Computer Literacy und Digital Divide

Für Peter Rastl ist der Umgang mit dem Internet heute eine Kulturtechnik wie Schreiben, Lesen und Rechnen, die jeder Mensch erlernen sollte. "Der Umgang mit der Kommunikations- und Informationstechnologie, die Computer Literacy, ist von großer Bedeutung. Wer heute mit dem Computer und dem Internet nicht umgehen kann, hat ein großes Defizit. Deshalb ist es wesentlich, dass alle Bereichen in der Gesellschaft damit umzugehen lernen und man den Digital Divide schließt."

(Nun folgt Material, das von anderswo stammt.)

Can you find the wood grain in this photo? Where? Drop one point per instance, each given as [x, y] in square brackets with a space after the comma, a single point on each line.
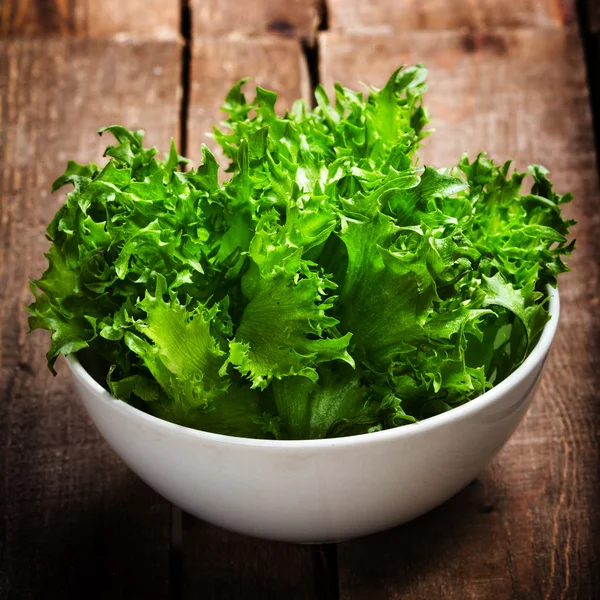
[219, 565]
[76, 522]
[388, 15]
[593, 14]
[290, 19]
[90, 18]
[219, 62]
[529, 528]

Weshalb der Vater des Internets auch dafür plädiert, dass Kinder das Netz möglichst frühzeitig kennenlernen. "So wie man Verkehrserziehung schon im Kindergarten macht, so sollte man Kindern auch den Umgang mit dem Internet beibringen. Vielleicht sollte man ein Facebook mit Stützrädern einführen."

tastatur

laffy4k/flickr

Eine der ersten österreichischen WWW-Applikationen war ein Adventkalender

Entwicklungen hin zur Vorratsspeicherung oder Kinderpornografie-Filtern steht Rastl skeptisch gegenüber. "Seit dem 11. September beginnen die Staaten, das Internet einzuschränken. Man muss mit dem Problem des Terrorismus und der Internetkriminalität umgehen, ohne Kollateralschäden anzurichten, ohne, dass es zu solch einer Erosion des Datenschutzes im Internet kommt, nur weil es technisch möglich ist."

Trotz allem ist Peter Rastl auch regelmäßiger Besucher in Social Networks, besitzt sowohl einen Facebook-, Linked.In - und einen Xing-Account. "Auf Facebook bin ich lediglich, um mir die Urlaubsfotos meiner Tochter anzusehen."
Zuhause ist Peter Rastl übrigens erst seit dem Jahr 2000 online. Die Verbindungen davor waren ihm einfach zu langsam. Aber wer Zugriff zu einem Supercomputer mit 16 Tonnen hat, kann mit begrenztem Downloadvolumen natürlich nicht so gut umgehen.